The reason YouTube quality suffers is two fold. They recompress every
video you upload and they show all videos in an unusual size. Normal
sizes are 480 x 360, 400 x 300 or 320 x 240. YouTube uses 424 x 318.
Furthermore, YouTube doesn't care what format your original video is
in, they recompress EVERY video that is uploaded.
Video Compression
What exactly is "compression" and what does it mean to you?
When you take a raw video, whether full motion - something that comes
from your digital camcorder, or "presentation" - a video made
from a Power Point presentation or put together with stills and text
screens you usually run it through a production process.

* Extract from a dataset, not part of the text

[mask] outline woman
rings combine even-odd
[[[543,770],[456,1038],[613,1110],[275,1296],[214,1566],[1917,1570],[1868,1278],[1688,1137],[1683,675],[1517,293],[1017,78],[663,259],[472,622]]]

This production process uses a variety of "codecs" to put
together the video in a final form. Each media file type - WMV, SWF,
MOV etc, uses a different codec to compress the raw video. Some codecs
are better than others for full motion videos, others shine at screen
capture and text frames.
You'll need to play with your video software to find the best codec
and values that will work with your raw footage to produce a crisp, clear
finished video with a soundtrack that doesn't make your voiceovers sound
like they were done on a 98 cent Radio Shack microphone and recorded
in a sewer.
Regardless of what codec you use to produce your final cut, bear in
mind that your video will be compressed. YouTube then takes that compressed
production and savagely recompresses it even further. The result isn't
too awful on full motion videos. Those may be a bit blurry, but generally
they come across fairly well.
YouTube will really hurt any video that has text or screenshots. If
you're trying to show someone how to do something onscreen that involves
following cursor movements and screenshots, they probably won't be able
to read anything on that screen. It will come through blurry and the
letters often have a "halo" effect that will make any text
unreadable.
YouTube Solutions
First - remember the finished size, odd though it is, that will be used
by YouTube. Produce your video in that size - 424 pixels x 318 pixels. NEVER
go smaller. It is impossible to make something larger and still
have decent quality.
You can, however, take something bigger and make it smaller and still
have good results. A quick fix that sometimes works with YouTube is to
double the size of the video during production. Thus, when YouTube compresses
your creation, it will lose some definition, but still retain enough
to be reasonably crisp and clear.
Doubling will produce a very odd size of 848 x 636. You can even triple
the size on short videos to 1272 x 954. These settings maintain the industry
standard 4:3 ratio. What this means is that the video is 4 units wide
and 3 units tall. This is a standard that all commonly used video editing
programs and codecs are built on.
This works best on full motion videos and screen recordings.
The Apple Solution
Apple shines when it comes to any sort of image or video manipulation.
The .MOV output from Apple is ideally suited for low motion and text
based movies. Unfortunately this also produces a larger sized video
than an MPEG or WMV format, so watch your size!
You can get about 3-4 minutes of low motion video using the .MOV format
outlined below in your 100 MB size limit for YouTube. Remember - this
setting is for screenshots and text, NOT full motion video.
You'll want to use the Photo-JPG codec, Tru Color (24 bit) with an Automatic
frame rate.
Most video editing programs come with the Apple codecs as part of their
system. You don't need to own an Apple computer to make videos using
Apple .MOV codecs.
Camtasia Solutions
If you own Camtasia Studio, experiment with the Zoom and Pan feature.
Sometimes the judicious use of Zoom can make important text readable
as you travel around the screen you are filming. Zoom can be used as
you film, or in later versions of Camtasia it can be added to the video
during editing.
If you're using titles or text boxes use a very legible font. Make
it BIG, 18 pixels or more so the halo effects and fuzziness
won't affect readability.
Take some time to test different production settings with YouTube or
any other site with quality issues. Yes, it may take a day or two to
submit different production videos to YouTube until you get the results
you need. This is time well spent for marketers. If your video production
looks crisp, clear and has clean text, while your competition has merely
tossed up a vid that comes through the YouTube compression looking fuzzy,
illegible and very unprofessional, who do you think will get more clicks?